Them saying that actually felt like a cold bucket of water smashed throught my face. So I looked at myself in the mirror, feeling as fat as I first started. Started feeling like crap until I realized myself I'm not (I lost 15kg+ for fvcks sake!). The dark thoughts stopped streaming in and I started to re-evaluate myself (#stoicism4layf).

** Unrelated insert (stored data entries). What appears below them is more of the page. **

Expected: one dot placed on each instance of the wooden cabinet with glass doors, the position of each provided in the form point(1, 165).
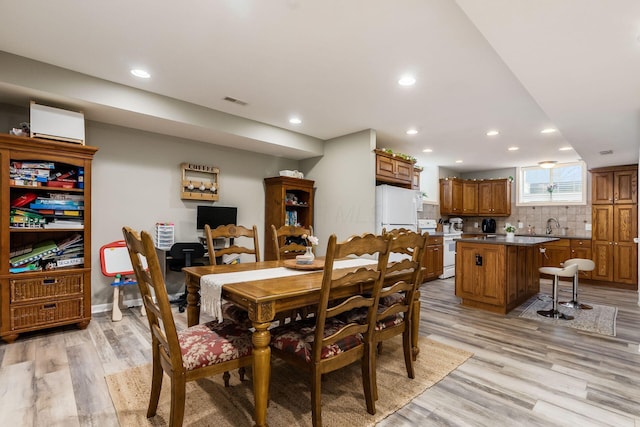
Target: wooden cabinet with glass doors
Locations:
point(288, 201)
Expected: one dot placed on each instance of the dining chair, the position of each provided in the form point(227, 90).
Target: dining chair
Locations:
point(289, 239)
point(234, 232)
point(196, 352)
point(395, 313)
point(326, 343)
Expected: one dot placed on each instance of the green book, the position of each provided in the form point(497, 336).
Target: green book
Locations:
point(39, 250)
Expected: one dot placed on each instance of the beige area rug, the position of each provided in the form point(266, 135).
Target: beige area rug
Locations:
point(601, 319)
point(210, 404)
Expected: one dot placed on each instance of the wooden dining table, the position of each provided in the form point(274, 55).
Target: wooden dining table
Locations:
point(264, 299)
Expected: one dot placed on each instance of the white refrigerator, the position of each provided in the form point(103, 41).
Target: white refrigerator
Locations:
point(396, 208)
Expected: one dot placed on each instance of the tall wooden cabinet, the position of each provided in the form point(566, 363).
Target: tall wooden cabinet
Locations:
point(615, 224)
point(288, 201)
point(46, 291)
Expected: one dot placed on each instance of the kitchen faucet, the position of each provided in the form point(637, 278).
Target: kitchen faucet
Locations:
point(549, 221)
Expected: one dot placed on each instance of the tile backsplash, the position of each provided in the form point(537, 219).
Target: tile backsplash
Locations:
point(574, 218)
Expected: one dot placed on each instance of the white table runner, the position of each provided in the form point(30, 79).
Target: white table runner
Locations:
point(211, 284)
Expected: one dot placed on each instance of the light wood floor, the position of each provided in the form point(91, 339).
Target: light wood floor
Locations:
point(523, 372)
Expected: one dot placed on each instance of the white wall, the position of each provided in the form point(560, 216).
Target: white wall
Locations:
point(345, 187)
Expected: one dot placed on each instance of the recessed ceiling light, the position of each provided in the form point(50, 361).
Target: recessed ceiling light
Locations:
point(140, 73)
point(547, 164)
point(407, 81)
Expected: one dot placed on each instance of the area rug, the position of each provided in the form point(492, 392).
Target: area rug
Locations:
point(209, 403)
point(601, 319)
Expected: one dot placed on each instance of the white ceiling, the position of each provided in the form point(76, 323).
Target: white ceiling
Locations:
point(514, 65)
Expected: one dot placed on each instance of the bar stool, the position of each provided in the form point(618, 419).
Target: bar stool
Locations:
point(583, 265)
point(557, 272)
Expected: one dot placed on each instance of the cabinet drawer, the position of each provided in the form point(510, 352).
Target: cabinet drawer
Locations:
point(33, 289)
point(581, 243)
point(45, 313)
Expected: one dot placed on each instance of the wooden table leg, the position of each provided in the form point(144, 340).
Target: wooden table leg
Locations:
point(261, 371)
point(415, 326)
point(193, 299)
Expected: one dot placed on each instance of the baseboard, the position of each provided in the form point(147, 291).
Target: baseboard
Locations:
point(101, 308)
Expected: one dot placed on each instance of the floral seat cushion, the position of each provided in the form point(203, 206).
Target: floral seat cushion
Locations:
point(297, 338)
point(212, 342)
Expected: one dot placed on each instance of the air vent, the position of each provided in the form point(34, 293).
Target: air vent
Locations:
point(234, 100)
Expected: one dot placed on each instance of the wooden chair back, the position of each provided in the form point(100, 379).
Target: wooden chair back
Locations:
point(288, 239)
point(235, 232)
point(334, 301)
point(151, 283)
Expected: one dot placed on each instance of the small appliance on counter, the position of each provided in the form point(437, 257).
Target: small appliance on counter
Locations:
point(488, 225)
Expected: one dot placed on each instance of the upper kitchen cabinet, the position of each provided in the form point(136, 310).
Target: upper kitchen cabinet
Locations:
point(494, 197)
point(470, 198)
point(394, 170)
point(614, 185)
point(475, 198)
point(451, 193)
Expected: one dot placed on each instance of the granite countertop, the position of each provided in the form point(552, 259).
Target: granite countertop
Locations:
point(501, 239)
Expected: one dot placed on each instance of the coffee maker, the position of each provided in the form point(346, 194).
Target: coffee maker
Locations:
point(488, 225)
point(456, 225)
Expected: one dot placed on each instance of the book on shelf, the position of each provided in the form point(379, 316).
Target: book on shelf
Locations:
point(40, 250)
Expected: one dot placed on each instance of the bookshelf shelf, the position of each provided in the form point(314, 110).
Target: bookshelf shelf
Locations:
point(38, 287)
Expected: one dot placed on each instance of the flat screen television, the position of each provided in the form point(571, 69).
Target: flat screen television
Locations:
point(215, 216)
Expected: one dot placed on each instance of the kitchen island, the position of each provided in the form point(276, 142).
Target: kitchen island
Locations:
point(497, 274)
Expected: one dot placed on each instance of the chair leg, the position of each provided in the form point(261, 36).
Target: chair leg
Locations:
point(156, 383)
point(554, 313)
point(408, 351)
point(178, 392)
point(316, 399)
point(369, 378)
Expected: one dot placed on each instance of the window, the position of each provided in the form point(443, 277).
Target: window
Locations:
point(565, 184)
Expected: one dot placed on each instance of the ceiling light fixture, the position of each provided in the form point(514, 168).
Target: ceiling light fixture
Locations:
point(140, 73)
point(407, 81)
point(547, 164)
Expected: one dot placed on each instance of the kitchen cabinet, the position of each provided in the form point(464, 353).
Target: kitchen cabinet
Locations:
point(552, 254)
point(288, 201)
point(394, 170)
point(614, 185)
point(615, 224)
point(496, 277)
point(581, 248)
point(475, 198)
point(52, 285)
point(494, 197)
point(416, 177)
point(433, 258)
point(451, 193)
point(470, 198)
point(613, 249)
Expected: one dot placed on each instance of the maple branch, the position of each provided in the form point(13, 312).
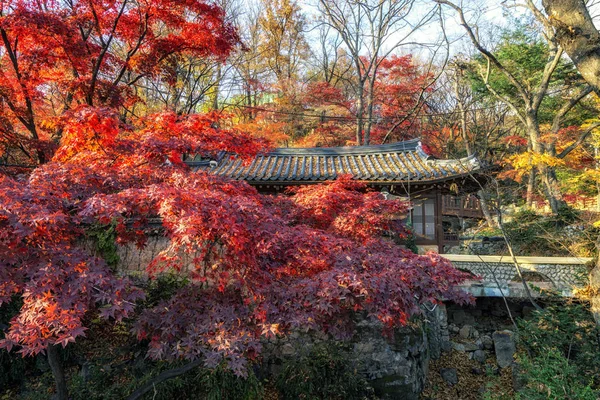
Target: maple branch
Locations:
point(579, 140)
point(486, 77)
point(523, 92)
point(170, 374)
point(568, 106)
point(105, 46)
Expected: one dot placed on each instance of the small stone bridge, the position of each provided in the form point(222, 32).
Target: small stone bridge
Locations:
point(544, 275)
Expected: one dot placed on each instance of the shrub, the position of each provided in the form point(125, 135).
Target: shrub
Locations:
point(324, 373)
point(560, 357)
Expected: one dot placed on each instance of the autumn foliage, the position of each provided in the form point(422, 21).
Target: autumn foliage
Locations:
point(260, 265)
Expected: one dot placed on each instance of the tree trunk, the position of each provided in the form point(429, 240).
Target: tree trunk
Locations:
point(370, 105)
point(215, 100)
point(552, 189)
point(58, 372)
point(530, 188)
point(577, 35)
point(359, 115)
point(485, 209)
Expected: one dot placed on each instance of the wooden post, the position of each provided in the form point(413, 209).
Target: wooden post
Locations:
point(439, 229)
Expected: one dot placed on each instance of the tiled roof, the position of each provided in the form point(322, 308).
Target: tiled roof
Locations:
point(396, 162)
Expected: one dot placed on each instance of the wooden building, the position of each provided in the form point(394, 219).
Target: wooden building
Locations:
point(400, 170)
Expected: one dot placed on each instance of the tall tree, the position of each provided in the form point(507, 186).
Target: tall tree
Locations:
point(574, 29)
point(371, 30)
point(530, 93)
point(57, 54)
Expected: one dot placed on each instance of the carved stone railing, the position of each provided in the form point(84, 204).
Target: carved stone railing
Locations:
point(499, 277)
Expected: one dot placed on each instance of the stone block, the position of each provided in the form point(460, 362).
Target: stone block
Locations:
point(449, 375)
point(505, 347)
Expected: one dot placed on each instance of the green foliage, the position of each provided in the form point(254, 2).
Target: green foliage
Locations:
point(103, 383)
point(104, 237)
point(552, 376)
point(163, 287)
point(324, 373)
point(535, 234)
point(561, 358)
point(570, 330)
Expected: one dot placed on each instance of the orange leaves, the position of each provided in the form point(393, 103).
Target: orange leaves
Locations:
point(88, 130)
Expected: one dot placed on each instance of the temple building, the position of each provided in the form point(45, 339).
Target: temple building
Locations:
point(438, 189)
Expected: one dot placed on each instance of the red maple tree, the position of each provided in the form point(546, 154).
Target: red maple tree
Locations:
point(260, 265)
point(57, 55)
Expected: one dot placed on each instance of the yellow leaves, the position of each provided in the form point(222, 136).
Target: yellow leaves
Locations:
point(525, 162)
point(528, 160)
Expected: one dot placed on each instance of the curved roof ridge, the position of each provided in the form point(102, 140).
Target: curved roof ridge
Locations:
point(408, 145)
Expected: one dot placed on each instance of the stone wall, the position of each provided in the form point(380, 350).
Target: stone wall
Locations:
point(563, 274)
point(396, 367)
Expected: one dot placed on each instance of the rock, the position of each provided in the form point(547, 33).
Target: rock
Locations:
point(518, 378)
point(449, 375)
point(85, 372)
point(470, 347)
point(491, 370)
point(479, 356)
point(465, 331)
point(287, 349)
point(458, 347)
point(528, 312)
point(488, 343)
point(459, 317)
point(505, 347)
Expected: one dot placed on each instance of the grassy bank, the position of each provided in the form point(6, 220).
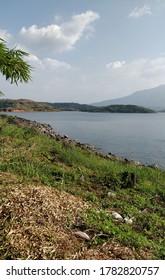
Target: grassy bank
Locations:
point(50, 189)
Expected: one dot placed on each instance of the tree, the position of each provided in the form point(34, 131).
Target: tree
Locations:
point(13, 66)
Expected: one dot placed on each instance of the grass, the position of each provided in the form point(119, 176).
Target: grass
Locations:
point(35, 163)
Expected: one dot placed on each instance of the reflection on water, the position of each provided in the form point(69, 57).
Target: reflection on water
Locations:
point(139, 137)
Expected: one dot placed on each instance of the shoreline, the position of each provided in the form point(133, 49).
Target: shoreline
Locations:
point(46, 129)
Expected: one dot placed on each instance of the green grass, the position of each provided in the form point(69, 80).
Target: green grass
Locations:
point(37, 158)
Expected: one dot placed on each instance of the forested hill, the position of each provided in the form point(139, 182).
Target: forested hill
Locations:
point(25, 105)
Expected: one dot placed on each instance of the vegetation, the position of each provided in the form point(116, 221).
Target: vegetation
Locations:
point(51, 188)
point(29, 105)
point(12, 64)
point(24, 105)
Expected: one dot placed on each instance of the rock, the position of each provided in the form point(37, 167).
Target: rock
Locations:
point(128, 220)
point(111, 194)
point(116, 215)
point(128, 179)
point(82, 235)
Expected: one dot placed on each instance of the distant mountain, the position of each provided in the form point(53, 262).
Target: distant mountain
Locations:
point(25, 105)
point(153, 98)
point(104, 109)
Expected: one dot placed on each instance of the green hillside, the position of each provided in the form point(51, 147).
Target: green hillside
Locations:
point(29, 105)
point(52, 190)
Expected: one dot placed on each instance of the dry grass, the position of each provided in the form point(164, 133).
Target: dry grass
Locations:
point(37, 222)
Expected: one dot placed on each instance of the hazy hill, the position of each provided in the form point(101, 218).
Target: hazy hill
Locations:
point(25, 105)
point(151, 98)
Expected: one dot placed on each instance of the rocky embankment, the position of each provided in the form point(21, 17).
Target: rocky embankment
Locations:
point(47, 130)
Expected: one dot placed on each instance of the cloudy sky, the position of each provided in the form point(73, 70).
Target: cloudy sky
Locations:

My arms still have loose pudgy parts, my thighs are starting to form a gap but a small part still touches, face looking good wink but my jawline is not there yet and my stomach is almost flat but not quite. They were right. I am still fat. Not AS FAT as I was before but still noticeably fat. Turns out that I am still not done with this weight loss journey after all. I. Am. Still. Not. Satisfied.
I know that some of you sweet people will say: ignore those assholes. But honestly, I am thankful for their words. Because of them, I found a part of myself that I can improve on. Sure, I should still celebrate my victories, but being content too soon will not help me pass the PFT of my dream school.
With that, I shall take their statements with a grain of salt. My gw has moved from 55kg to whatever I will feel contented with (of course, within the bmi range lol, hopefully). I assure you guys that I feel more invigorated than ever to improve myself. I'll let them eat shit for when I have da 'bod. Thank yous and fvck yous are due to those assholes. Thank you for making it this far. Honestly, I ranted my heart out on this one. First time posting!